An alternative to this method is ORing the register and then assigning the value. This can be done in two ways.

Method 2: IO0DIR | = 0x00000008;

In this method, the hexadecimal value of the register is assigned after ORing the register with itself. In this way, the other pins other than the desired pin (P0.3 in this case) are not affected. This method is useful if we want to assign many pins without affecting the other pins.

Method 3: IO0DIR | = (1<<3);

This is similar to the above method except that only a single pin is affected.

Other registers can also be set using the same methods. Now, we’ll see an example of setting pin 15 of PORT0 i.e. P0.15 as output and drive the pin High.

For this we need to use two registers: IODIR and IOSET.

IO0DIR | = (1<<15); // Configuring P0.15 as output.

IO0SET | = (1<<15); // Make the O/P pin P0.15 as High

We’ll see another example where pin 11 of PORT0 is set as output and the output of this pin is set to logic 1 and then to logic 0.

For this we need to use three registers: IODIR, IOSET and IOCLR.

IO0DIR | = (1<<11); // Configuring P0.11 as output.

IO0SET | = (1<<11); // Make the O/P pin P0.11 as High.

IO0CLR | = (1<<11); // Make the O/P pin P0.11 as Low.

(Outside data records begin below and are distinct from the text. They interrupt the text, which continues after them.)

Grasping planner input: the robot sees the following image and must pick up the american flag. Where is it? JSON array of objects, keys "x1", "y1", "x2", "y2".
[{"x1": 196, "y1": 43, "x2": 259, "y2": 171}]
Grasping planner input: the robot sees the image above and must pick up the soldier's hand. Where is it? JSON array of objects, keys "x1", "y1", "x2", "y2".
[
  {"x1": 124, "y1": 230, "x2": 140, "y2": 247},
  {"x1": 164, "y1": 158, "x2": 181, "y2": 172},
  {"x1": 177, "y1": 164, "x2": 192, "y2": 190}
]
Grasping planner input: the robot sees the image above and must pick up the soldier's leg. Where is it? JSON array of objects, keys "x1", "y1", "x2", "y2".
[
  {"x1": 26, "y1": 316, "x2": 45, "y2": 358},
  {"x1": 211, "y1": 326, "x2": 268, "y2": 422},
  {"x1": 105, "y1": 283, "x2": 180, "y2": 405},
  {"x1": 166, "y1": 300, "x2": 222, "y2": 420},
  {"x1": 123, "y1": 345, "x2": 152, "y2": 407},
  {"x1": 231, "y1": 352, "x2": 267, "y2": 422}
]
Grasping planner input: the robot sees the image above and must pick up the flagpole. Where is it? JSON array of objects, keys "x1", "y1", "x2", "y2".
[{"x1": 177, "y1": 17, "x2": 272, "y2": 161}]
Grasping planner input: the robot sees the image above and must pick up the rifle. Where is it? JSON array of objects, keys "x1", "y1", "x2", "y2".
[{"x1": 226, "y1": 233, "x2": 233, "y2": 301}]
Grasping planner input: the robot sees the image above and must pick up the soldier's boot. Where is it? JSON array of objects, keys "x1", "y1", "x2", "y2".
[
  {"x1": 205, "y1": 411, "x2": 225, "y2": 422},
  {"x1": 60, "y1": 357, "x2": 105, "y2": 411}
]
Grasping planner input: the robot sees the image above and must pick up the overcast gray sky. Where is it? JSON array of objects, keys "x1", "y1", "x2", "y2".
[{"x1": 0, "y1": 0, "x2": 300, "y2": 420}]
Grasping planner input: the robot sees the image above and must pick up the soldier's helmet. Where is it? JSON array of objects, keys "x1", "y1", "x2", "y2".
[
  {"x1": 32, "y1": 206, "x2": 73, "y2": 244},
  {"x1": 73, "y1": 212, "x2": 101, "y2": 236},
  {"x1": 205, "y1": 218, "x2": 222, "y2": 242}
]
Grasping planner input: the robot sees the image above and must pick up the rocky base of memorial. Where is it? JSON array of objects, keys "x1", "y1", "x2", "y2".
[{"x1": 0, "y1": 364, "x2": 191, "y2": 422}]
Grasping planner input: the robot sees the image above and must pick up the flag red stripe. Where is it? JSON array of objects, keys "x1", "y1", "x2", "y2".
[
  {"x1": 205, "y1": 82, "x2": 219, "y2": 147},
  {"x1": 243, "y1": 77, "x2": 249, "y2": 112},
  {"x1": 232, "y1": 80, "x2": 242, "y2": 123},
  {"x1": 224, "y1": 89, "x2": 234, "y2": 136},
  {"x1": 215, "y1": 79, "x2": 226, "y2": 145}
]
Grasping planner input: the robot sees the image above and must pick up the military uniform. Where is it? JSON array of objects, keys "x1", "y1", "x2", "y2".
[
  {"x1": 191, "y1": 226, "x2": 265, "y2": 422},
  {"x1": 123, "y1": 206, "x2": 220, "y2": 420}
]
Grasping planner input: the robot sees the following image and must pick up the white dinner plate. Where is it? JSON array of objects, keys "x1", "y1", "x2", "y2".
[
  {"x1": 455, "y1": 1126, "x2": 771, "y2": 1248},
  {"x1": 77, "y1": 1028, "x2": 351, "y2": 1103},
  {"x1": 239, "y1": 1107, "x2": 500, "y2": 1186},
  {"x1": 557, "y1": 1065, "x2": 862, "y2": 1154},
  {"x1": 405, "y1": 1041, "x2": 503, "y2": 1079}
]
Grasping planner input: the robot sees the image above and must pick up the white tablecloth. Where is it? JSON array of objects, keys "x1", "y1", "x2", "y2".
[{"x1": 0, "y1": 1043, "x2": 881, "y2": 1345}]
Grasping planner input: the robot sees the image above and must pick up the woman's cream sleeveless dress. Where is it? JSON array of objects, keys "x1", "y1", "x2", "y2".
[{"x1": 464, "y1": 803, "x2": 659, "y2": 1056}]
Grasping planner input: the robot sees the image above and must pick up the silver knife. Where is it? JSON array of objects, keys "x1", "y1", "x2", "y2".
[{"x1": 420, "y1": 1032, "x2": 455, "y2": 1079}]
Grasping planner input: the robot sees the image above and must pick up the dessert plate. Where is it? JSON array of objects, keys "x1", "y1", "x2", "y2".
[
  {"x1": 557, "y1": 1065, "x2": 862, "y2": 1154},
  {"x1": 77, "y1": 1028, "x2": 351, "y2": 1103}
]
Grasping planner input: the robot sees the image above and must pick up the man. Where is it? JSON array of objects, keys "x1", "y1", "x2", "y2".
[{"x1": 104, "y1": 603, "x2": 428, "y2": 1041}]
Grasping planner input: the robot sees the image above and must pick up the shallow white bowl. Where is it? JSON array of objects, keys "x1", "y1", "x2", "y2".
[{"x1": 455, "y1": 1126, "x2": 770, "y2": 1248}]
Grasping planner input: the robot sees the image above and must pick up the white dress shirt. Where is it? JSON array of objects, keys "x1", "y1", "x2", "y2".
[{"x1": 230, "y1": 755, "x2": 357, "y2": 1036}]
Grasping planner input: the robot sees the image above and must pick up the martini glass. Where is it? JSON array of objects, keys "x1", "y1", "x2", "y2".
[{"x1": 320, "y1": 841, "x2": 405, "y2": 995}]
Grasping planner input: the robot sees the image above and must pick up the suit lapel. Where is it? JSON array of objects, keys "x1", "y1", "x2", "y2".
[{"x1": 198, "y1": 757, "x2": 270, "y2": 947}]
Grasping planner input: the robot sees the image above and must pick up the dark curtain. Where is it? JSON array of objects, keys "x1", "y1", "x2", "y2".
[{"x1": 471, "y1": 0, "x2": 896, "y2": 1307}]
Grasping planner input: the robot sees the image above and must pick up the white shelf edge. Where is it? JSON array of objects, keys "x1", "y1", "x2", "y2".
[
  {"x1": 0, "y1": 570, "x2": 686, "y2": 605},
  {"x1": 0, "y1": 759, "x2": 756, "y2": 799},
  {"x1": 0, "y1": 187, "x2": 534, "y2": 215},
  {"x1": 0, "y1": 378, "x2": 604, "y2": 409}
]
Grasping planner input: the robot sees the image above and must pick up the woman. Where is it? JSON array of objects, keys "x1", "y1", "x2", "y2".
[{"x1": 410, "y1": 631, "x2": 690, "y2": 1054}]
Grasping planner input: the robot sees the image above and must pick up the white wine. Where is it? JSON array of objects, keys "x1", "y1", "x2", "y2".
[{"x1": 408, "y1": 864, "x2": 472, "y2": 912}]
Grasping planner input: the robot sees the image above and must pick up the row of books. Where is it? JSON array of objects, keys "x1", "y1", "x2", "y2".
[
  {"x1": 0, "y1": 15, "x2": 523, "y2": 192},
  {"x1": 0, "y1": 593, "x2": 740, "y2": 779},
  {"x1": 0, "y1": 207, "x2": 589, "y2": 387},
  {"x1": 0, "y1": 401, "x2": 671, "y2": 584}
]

Now, we’ll see an example where more than one pin has to be set as output and the value of that pin must be HIGH. Consider pins 7 and 14 of PORT0 (P0.7 and P0.14).

IO0DIR | = (1<<7) | (1<<14); // Configuring pins P0.7 and P0.14 as output.

IO0SET | = (1<<7) | (1<<14); // Make the O/P of pins P0.7 and P0.14 as High.

Once we have seen how to set the direction of pins, setting the pin as High or Low, now we’ll jump into real time embedded programming. Similar to “Hello, World” program in C Language, blinking an LED is the basic program in embedded system.

The IDE we are going to use for the development of LPC2148 based projects is Keil µVision. All the registers for LPC214X series of microcontrollers are defined in the “lpc214x.h” header file.

In this example, we’ll blink the LEDs repeatedly that are connected to PORT1 pins of the MCU.

#include <lpc214x.h>

int delay;

int main (void)

{

PINSEL2 = 0x00000000;

IO1DIR = 0xFFFFFFFF; // All the pins of PORT1 are configured as Output

while (1)

{

IO1SET = 0xFFFFFFFF; // Set Logic 1 to all the PORT1 pins i.e. turn on LEDs

for (delay = 0; delay<500000; delay++)

IO1CLR = 0xFFFFFFFF; // Set Logic 0 to all the PORT1 pins i.e. turn off LEDs

for (delay = 0; delay<500000; delay++)

}

return 0;

}

The program is self-explanatory. First, the PORT1 pins are configured as outputs using IO1DIR register. Then in an infinite loop, the pins (or LEDs connected to them) are turned ON using IO1SET register and turned OFF using IO1CLR register. A delay is introduced between the turning ON and OFF of the LEDs using a “for” loop, so that the blinking of LEDs is visible.

How to upload the program to LPC2148 Microcontroller

First, we need to install Keil Microcontroller Development Kit for ARM based microcontrollers. Then, copy and paste the code in the source code editor. Compile the code and build the code for the target i.e. LPC2148.

In order to upload the code i.e. hex file to the microcontroller, we need to use a tool called Flash Magic. Before going to upload the program, we need to confirm something about the ARM7 Development board.

The ARM7 development board used in this series of projects has an on – board USB to Serial converter as it is shown in the following image.

In this case, we can directly upload the program using USB connection as the LPC2148 Microcontroller has an on – chip bootloader.

In case the ARM development board you are using doesn’t have the USB to Serial converter, then we need to use an external module as the one shown in the following image.

Once, we have decided the type of interface, the next step is to start the Flash Magic software and setup the appropriate COM ports. We can see the COM port in device manager in Windows. After the COM port is set, we have select the “.hex” file which is created from the Keil software after compiling and building.

Once the hex file is selected, we need to click the “Start” button and the software starts uploading the program.